Adjuvant Therapy after Nephroureterectomy for High-Risk Upper Tract Urothelial Carcinoma - Sima Porten

July 14, 2022

Sam Chang interviews Sima Porten focusing on upper tract urothelial carcinoma. Dr. Porten emphasizes the crucial role of urologists as gatekeepers in disease management and the importance of adjuvant therapy for high-risk patients. She highlights the significant impact of adjuvant chemotherapy on event-free survival, citing the POUT data. The conversation explores the challenges of choosing between neoadjuvant and adjuvant therapies, especially for borderline cases, and the role of PD-L1 and PD-1 staining in these decisions. Dr. Porten also discusses the promising future of biomarker-based clinical trials, noting that the field is becoming increasingly complex but also more personalized. She envisions a future where pathology reports automatically include crucial genetic markers, facilitating robust and timely treatment decisions. Both agree that the availability of new adjuvant options and personalized approaches is enriching clinical discussions.

Biographies:

Sima P. Porten, MD, MPH, Assistant Professor, Department of Urology, UCSF Medical Center, San Francisco, CA

Sam S. Chang, MD, MBA, Patricia and Rodes Hart Endowed Chair of Urologic Surgery Professor Department of Urology at Vanderbilt University Medical Center


Read the Full Video Transcript

Sam Chang: Hello everyone. My name is Sam Chang. I'm a urologist in Nashville, Tennessee. And I am quite privileged today to have Sima Porten join us. Sima's presenting at the AUA 2022 session, that the SUO puts on every year in conjunction with the AUA. And she's actually going to be speaking on upper tract disease. So I want to ask Dr. Porten first, tell us perhaps, three key highlight points from your discussion that you're giving in the plenary discussion for the SUO.

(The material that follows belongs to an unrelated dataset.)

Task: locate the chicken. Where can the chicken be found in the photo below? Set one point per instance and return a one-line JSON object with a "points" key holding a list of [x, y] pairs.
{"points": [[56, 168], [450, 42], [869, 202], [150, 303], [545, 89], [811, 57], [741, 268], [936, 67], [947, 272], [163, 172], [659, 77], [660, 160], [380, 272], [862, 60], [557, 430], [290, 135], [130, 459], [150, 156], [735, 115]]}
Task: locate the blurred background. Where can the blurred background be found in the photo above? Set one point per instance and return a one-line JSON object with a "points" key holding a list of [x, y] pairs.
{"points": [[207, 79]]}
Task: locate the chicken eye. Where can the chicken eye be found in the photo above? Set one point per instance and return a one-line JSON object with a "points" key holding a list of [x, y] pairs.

Sima Porten: Sure. Thanks for having me here today. I think, the three main takeaway points of the talk are, number one, as urologists, we are the gatekeepers for the management of upper tract urothelial carcinoma. We perform the majority of the surgeries. We discuss pathology with patients. And because of that, it's really important for us to be aware of the systemic therapy options for patients. And that leads to the second point, in that, because we are the primary source of referral, that two large bodies of work, or data, have been presented, showing the importance of adjuvant therapy after upper tract urothelial cancer surgery, for patients with high-risk disease.

Sam Chang: We'll talk about those two, but yeah. Tell me your third highlight. What do you think?

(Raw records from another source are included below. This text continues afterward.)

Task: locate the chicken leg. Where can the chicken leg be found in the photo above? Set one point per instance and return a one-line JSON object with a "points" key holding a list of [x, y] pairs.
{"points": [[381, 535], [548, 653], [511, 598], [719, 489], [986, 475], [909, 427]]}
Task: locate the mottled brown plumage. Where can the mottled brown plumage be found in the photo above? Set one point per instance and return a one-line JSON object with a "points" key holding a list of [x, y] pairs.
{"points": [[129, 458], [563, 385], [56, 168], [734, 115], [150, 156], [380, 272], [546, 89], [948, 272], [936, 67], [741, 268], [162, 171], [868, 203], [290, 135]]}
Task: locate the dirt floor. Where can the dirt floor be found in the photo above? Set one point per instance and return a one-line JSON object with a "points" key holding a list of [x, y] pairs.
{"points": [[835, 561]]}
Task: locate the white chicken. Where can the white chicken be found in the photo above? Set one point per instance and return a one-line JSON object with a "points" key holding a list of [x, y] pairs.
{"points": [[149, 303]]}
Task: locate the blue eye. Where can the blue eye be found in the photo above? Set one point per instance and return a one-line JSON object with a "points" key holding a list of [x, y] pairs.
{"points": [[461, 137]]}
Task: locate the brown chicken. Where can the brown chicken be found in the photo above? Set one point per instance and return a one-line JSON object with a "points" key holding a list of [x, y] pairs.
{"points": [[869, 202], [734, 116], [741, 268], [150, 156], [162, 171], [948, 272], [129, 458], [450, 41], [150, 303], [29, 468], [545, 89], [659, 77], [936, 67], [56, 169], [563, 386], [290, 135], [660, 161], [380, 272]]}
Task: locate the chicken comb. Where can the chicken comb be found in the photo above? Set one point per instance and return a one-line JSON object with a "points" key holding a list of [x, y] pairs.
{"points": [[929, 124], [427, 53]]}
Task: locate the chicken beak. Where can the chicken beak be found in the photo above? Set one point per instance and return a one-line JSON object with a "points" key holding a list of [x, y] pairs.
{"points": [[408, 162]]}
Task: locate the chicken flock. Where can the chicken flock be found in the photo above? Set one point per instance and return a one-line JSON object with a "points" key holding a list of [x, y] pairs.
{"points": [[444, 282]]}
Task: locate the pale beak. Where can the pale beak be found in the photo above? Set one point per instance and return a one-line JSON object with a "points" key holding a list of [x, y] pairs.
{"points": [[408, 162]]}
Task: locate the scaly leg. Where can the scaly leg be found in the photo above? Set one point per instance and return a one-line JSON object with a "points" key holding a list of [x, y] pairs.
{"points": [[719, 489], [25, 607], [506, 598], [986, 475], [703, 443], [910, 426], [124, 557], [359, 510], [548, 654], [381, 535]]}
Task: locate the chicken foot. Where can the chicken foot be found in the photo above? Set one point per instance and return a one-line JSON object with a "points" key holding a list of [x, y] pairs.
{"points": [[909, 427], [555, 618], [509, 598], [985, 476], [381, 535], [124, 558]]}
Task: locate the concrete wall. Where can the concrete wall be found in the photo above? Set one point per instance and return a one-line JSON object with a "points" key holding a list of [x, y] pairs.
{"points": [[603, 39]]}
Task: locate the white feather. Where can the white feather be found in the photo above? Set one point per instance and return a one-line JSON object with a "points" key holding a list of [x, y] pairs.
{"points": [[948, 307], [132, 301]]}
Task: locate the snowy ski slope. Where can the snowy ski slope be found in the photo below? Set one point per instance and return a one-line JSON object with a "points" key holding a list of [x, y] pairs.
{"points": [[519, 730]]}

Sima Porten: The third highlight is, the future looks bright. And in particular, there are clinical trials now that are biomarker based, primarily with FGFR3, examining adjuvant treatment for high-risk patients with specific genomic changes. And I think, that's going to be a really important progress in the future.

Sam Chang: Well, let's start with your first point regarding the gatekeeper and the urologist, in terms of the valuation and that type of thing. How good are we, as urologists, in terms of risk stratification, trying to figure out what's actually going on? Because that really helps dictate what we do next. Are there any kind of updates regarding what we're doing with risk stratification? Any insights?

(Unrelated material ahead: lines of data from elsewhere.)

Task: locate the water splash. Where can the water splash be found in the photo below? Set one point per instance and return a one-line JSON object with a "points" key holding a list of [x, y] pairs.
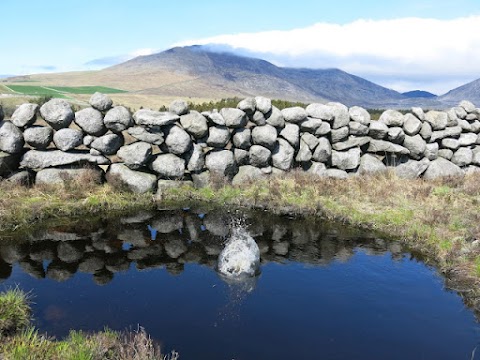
{"points": [[240, 259]]}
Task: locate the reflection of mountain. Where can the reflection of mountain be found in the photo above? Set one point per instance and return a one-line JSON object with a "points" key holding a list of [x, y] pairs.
{"points": [[182, 237]]}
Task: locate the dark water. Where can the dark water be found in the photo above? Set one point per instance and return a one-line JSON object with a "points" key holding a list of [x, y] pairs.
{"points": [[325, 291]]}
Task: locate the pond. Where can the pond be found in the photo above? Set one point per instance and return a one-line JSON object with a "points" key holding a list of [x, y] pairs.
{"points": [[324, 290]]}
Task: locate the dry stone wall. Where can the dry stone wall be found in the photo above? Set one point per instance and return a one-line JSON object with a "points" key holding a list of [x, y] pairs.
{"points": [[151, 150]]}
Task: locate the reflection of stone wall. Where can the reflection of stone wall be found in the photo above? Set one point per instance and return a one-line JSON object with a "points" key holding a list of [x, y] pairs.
{"points": [[148, 149], [181, 237]]}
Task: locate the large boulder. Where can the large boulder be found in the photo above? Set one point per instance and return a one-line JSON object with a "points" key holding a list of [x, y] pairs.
{"points": [[100, 101], [234, 118], [118, 119], [135, 155], [57, 113], [36, 159], [221, 162], [68, 139], [11, 138], [147, 117], [90, 121], [25, 115], [283, 155], [107, 144], [178, 141], [442, 168], [195, 124], [135, 181], [169, 166]]}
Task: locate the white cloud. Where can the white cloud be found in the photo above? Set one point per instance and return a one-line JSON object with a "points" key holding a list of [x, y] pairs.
{"points": [[405, 49]]}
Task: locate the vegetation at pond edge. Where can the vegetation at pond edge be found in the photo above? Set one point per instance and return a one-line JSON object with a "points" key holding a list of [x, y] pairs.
{"points": [[20, 340]]}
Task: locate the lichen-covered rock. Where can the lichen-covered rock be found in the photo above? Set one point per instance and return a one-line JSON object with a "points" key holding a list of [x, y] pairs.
{"points": [[118, 119], [68, 139], [57, 113], [90, 121], [25, 115], [100, 101], [168, 166], [135, 155], [11, 138]]}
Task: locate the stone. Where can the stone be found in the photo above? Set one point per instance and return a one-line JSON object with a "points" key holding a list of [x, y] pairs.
{"points": [[341, 116], [353, 141], [90, 121], [11, 138], [25, 115], [57, 113], [247, 173], [263, 104], [100, 101], [195, 124], [234, 118], [411, 169], [38, 137], [135, 181], [168, 166], [135, 155], [412, 125], [291, 133], [178, 141], [323, 151], [419, 113], [437, 119], [452, 144], [196, 159], [381, 146], [340, 134], [36, 159], [221, 162], [294, 115], [462, 157], [147, 117], [467, 105], [346, 160], [283, 155], [416, 145], [265, 135], [59, 176], [451, 132], [304, 153], [275, 118], [357, 129], [378, 130], [370, 165], [359, 115], [142, 134], [106, 144], [396, 135], [431, 151], [178, 107], [68, 139], [320, 111], [219, 136], [118, 119], [442, 168], [259, 156], [445, 153], [242, 138], [247, 105], [392, 118]]}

Sima Porten: Yeah. So in terms of risk stratification, as urologists, I think we're really good at risk stratification of prostate cancer. It's sort of burned in our brains from training, and as we go into practice. For upper track disease, we're not as robust or methodical about using nomograms to help us assess risk. Right? And primarily, it's because we're a little limited with upper tract disease. Our biopsies are difficult. It's really hard to stage upper tract tumors. And so, some tips are, using the information that we have. Right? So you can use readily available nomograms. There's ones by Dr. Shariat, and some of our colleagues in Europe, that are great, and that can be found on various nomogram websites. Right?

Sam Chang: Sure.

Sima Porten: But there's also some key clinical features.

Sam Chang: Okay.

Sima Porten: Of course.

Sam Chang: What are those for you?

Sima Porten: Yeah.

Sam Chang: Yeah.

Sima Porten: So of course, obvious T3 disease on imaging. When you see something infiltrative in a renal pelvis tumor, into the kidney parenchyma. High grade cytology actually, is a pretty important predictor. There's some folks who talk about large tumor size, along with a high grade cytology, or a high grade biopsy, being upstaged. And so, those are a couple of the more robust clinical predictors that you can keep at the top of your mind. So if you see a relatively larger tumor, with a high grade cytology, and if you have it, a high grade biopsy, but it's really hard-

Sam Chang: Right.

Sima Porten: ... to get more than just high grade in there. Right?

Sam Chang:Right. Right.

Sima Porten: And then, pair that with imaging features, you can kind of put that in the top of your mind. Like, "Oh, I'm really worried that this person's cancer is worse than I thought."

Sam Chang: So let's take that high-risk patient, that now we get to 0.2, regarding the adjuvant setting now. I think, we're starting to get more familiar with the POUT data. And so, if you could briefly summarize that. And then, tell us about the more recent adjuvant data, looking at immunotherapy options.

Sima Porten: Yeah. The POUT data was a randomized control trial of about 300 patients. And patients were either put in the surveillance group, where you do your standard cystos and imaging. Or, they were given chemotherapy with gemcitabine and cisplatin, if your GFR was capable of tolerating that, or carboplatin, if it wasn't. And I think, the really important thing that this trial showed is that, in patients who got adjuvant chemotherapy, event free survival, and that's a big composite endpoint. But it went from being something like in the mid 50s, for patients who didn't get it, to 71% in patients who did. And so, it really made an impactful difference. When you look at disease free survival, the absolute difference between the two groups at three years, estimated, was about 25%. And that's pretty, that can be fairly powerful in terms of a patient's longevity.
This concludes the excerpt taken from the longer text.